Python IE Automation – Thorough Tutorial
Posted in hacking | by evilbitz |I haven’t seen a lot of info on this topic, so I thought I should post something about this:
Python IE automation is extremely easy using the InternetExplorer.Application COM object. Using this COM object you can automate IE to do all kind of stuff like automating any login process, downloading files or creating some underground bots
Here is how to acquire an interface to InternetExplorer.Application:
>>> from win32com.client import Dispatch
>>> ie = Dispatch(“InternetExplorer.Application”)
>>> ie.visible = 1
>>>
>>> # navigate to your favourite website
>>> ie.navigate(website_address)
>>>
Now your browser should navigate to the website address that you have specified, when the browser is finish loading the page, you can start doing the processing of the results…
This is how you wait for the page to finish loading:
>>> while (ie.ReadyState != 4):
>>> sleep(1)
>>>
When the page is done loading, you can get an interface to the document object, this is the same document that javascript & vbscript contains.

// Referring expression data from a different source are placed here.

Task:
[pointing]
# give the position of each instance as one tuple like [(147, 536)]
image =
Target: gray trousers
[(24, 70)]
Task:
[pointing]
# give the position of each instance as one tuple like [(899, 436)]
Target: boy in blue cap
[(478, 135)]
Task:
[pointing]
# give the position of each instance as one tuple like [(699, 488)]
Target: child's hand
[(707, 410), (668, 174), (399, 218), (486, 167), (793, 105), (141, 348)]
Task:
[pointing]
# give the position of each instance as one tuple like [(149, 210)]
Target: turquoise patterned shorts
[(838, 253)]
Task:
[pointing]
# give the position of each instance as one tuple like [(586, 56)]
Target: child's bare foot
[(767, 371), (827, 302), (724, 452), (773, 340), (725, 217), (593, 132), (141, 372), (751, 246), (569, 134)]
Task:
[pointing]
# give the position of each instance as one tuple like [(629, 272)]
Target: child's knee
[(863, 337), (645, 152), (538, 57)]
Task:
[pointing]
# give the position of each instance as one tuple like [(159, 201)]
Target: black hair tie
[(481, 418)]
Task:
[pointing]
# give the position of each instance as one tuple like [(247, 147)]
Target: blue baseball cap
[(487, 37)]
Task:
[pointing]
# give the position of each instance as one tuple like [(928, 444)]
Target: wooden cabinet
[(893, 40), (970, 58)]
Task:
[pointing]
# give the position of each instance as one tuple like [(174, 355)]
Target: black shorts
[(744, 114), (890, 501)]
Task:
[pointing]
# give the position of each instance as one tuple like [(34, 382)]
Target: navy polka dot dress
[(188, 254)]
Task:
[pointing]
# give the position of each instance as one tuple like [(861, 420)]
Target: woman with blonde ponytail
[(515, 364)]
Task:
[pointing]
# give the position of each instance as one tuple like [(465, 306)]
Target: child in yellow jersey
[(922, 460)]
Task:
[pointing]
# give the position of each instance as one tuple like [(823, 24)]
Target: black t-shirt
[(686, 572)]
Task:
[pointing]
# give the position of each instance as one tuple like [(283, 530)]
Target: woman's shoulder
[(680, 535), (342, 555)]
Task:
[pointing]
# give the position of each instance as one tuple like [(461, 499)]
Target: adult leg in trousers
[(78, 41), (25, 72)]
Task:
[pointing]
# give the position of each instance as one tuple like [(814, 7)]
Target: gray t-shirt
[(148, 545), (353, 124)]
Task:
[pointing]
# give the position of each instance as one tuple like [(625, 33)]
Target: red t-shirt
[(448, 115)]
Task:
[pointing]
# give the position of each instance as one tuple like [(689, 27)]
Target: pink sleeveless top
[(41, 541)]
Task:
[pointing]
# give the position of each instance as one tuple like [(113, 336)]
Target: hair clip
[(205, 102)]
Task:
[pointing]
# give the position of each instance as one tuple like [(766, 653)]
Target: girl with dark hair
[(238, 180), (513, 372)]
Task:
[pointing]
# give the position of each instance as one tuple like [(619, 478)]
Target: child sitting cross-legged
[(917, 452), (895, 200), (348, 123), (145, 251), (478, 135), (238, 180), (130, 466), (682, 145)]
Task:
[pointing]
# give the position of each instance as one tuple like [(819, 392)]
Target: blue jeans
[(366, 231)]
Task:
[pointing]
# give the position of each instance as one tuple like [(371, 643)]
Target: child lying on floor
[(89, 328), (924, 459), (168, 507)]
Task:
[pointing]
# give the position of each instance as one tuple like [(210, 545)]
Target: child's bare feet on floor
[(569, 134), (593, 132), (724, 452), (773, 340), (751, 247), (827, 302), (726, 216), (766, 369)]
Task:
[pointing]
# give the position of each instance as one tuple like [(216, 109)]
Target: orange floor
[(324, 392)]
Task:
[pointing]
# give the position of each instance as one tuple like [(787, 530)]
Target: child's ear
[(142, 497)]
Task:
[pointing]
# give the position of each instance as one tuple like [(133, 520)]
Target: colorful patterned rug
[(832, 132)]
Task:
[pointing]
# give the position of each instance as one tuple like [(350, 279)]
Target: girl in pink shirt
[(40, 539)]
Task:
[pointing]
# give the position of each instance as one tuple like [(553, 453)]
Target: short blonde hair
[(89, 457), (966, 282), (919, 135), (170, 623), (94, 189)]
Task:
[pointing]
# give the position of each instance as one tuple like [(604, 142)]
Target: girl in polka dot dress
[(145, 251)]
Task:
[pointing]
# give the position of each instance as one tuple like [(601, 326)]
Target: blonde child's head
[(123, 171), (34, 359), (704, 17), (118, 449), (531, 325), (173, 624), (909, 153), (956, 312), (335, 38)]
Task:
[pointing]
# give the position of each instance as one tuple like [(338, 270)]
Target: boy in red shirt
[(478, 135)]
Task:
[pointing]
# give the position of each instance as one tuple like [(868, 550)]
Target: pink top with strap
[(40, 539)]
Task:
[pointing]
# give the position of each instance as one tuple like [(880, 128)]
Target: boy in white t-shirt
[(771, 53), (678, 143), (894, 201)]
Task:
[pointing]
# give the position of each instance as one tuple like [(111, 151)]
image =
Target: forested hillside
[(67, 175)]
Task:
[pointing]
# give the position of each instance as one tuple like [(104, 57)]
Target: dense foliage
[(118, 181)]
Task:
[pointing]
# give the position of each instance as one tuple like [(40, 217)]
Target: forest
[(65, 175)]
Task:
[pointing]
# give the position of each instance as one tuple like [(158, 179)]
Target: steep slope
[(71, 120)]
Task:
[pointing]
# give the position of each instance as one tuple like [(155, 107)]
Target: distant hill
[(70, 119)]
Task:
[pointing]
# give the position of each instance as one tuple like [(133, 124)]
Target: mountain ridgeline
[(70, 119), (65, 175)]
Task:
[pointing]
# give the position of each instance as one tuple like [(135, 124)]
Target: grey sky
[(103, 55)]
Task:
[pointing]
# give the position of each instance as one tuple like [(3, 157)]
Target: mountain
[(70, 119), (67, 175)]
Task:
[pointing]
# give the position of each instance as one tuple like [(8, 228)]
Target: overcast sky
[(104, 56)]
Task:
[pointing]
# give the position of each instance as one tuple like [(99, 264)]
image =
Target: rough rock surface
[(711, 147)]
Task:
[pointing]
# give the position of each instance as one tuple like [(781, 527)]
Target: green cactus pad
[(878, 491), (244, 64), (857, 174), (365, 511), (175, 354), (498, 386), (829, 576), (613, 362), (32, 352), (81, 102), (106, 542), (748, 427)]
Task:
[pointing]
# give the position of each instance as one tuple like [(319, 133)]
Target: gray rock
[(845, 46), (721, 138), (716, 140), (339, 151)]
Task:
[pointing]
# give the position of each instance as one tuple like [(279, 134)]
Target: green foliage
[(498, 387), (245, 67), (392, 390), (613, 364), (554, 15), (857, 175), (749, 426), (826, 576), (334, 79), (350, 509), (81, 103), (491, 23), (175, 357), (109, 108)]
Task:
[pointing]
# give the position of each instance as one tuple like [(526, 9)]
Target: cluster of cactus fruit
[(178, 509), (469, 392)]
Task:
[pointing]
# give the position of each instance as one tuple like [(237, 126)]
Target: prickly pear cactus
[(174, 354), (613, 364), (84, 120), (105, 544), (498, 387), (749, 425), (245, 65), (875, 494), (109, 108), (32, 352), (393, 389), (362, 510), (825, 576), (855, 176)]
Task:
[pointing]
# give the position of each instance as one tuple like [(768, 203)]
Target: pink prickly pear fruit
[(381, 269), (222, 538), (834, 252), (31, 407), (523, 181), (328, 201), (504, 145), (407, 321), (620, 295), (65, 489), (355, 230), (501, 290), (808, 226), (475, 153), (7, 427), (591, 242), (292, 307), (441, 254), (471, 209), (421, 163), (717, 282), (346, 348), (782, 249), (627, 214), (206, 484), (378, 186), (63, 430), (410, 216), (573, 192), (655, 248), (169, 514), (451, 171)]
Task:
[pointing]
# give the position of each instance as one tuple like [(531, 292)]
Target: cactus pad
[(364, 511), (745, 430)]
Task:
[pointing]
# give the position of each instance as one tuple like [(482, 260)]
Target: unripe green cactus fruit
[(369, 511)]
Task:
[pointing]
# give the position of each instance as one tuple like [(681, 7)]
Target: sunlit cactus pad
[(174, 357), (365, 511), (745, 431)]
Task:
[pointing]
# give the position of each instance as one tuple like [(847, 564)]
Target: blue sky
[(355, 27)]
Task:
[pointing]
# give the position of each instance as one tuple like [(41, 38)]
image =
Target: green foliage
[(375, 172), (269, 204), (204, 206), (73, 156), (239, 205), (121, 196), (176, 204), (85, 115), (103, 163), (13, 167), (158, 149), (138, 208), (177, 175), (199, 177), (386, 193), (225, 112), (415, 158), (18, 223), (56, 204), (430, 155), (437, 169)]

This gives you complete DOM control (domination!) over your current page that you last navigated to.
so let’s see how we can do some nice things with it:
>>> ie.navigate(“http://search.msn.com/“)
>>> ie.document.getElementById(“q”).value = “SinglePageMarketing”
>>> ie.document.getElementById(“srch_btn”).click()
>>>
ok, now what about parsing the results?
we can do this with a DOM like approach, or we can parse the text by ourselves… i chose the later method because it’s easier.
>>> result = ie.document.body.innerHtml
>>> len(result)
5619
>>>
Put aside that the result text is in unicode, to convert it to latin use the encode function:
>>> result = result.encode(‘latin-1′, ‘ignore’)
ok, now let’s get a list of all the links that were found by the search engine:
>>> import re
>>> re.findall(“your favourite regexp”, result)
well that’s it! now you know how to do the basics… it’s up to you to build your tools upon it!